Ballpark Home Of Toronto’s Blue Jays Getting $300M More In Fan Experience Upgrades

August 10, 2022 by Dave Haynes

There have been a number of sports and entertainment stadiums and arenas in North America that have been demolished or deemed outdated and then vacated in favor of flashy, very expensive n ew digs, so it’s almost refreshing to read that a 33-year-old building is getting renovated for $300 million instead of replaced with a $1B+ palace.

It’s even more refreshing that the reno is being funded privately instead of by taxpayers.

That’s the case with plans announced to upgrade the Rogers Centre in Toronto, which older crowds may know better as Skydome – one of the first stadiums to have a roof that could be opened up on nice weather days and enclosed when that made sense. The stadium in downtown Toronto is home to baseball’s Blue Jays, and does everything from big concerts to monster truck shows.
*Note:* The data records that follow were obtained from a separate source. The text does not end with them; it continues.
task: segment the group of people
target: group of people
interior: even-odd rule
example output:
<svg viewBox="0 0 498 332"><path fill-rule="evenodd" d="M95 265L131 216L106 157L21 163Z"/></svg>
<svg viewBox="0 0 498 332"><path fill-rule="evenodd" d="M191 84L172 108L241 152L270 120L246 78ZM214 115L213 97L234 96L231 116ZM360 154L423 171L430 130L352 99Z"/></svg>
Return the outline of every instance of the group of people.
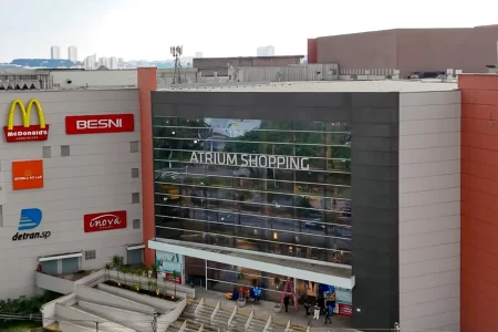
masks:
<svg viewBox="0 0 498 332"><path fill-rule="evenodd" d="M313 312L310 312L311 303L309 301L304 302L304 309L307 311L308 324L311 325L312 320L320 320L320 315L325 315L325 324L332 324L331 317L333 314L333 307L325 305L325 299L319 299L313 305ZM311 315L313 318L311 318Z"/></svg>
I mention this because the conceptual drawings suggest – and logic dictates – that there will be a lot of new or refreshed digital in the seating bowl, the suites and the public concourses. So a lot of displays, a lot of IPTV and a lot of software licenses for vendors to chase (assuming that deal’s not already done).

MLB’s website/blog reports:

With a $300 million renovation that will take place over the next two off-seasons, the Blue Jays plan to transform the stadium into a true ballpark with modernized fan experiences and enhanced player facilities. The project, which is privately funded and the first large-scale renovation in the building’s history, will begin this winter.

“It’s going to be a dramatically different look on Opening Day of 2023,” Blue Jays president/CEO Mark Shapiro told reporters at Rogers Centre on Thursday. “The largest focus [is] modernizing fan experience. Taking a 1980s perspective of what an experience was, and turning that into a 2020s [notion] and beyond of what compelling fan experience should be in our modern sports entertainment landscape.”

Shapiro also notes that this is not the only upgrade in the works (and maybe there will be a new ballpark down the road) …

But this announcement doesn’t change the organization’s long-term plan to overhaul the current stadium, either by building an entirely new ballpark at another Toronto location or by investing in even larger renovations for the current one.

“This is a medium-term solution,” Shapiro told reporters. “What does that mean? I’m not sure I can put an exact year on that, but 10-12 years, something in that time frame. We still will need, at some point, the undertaking of: What does a new ballpark or a massive renovation of this existing stadium mean?”

This $300M seems to be different money from than the $200M in upgrades at the same building announced this spring, notably for a lot of new LED displays facing fans – all of that done by Daktronics.

The AV upgrades were guided by a company called Anthony James Partners, self-described as an industry leading owner’s representative and AV consultant. So if you were chasing some of this business – like maybe concessions menu displays – that company would likely be a good place to start.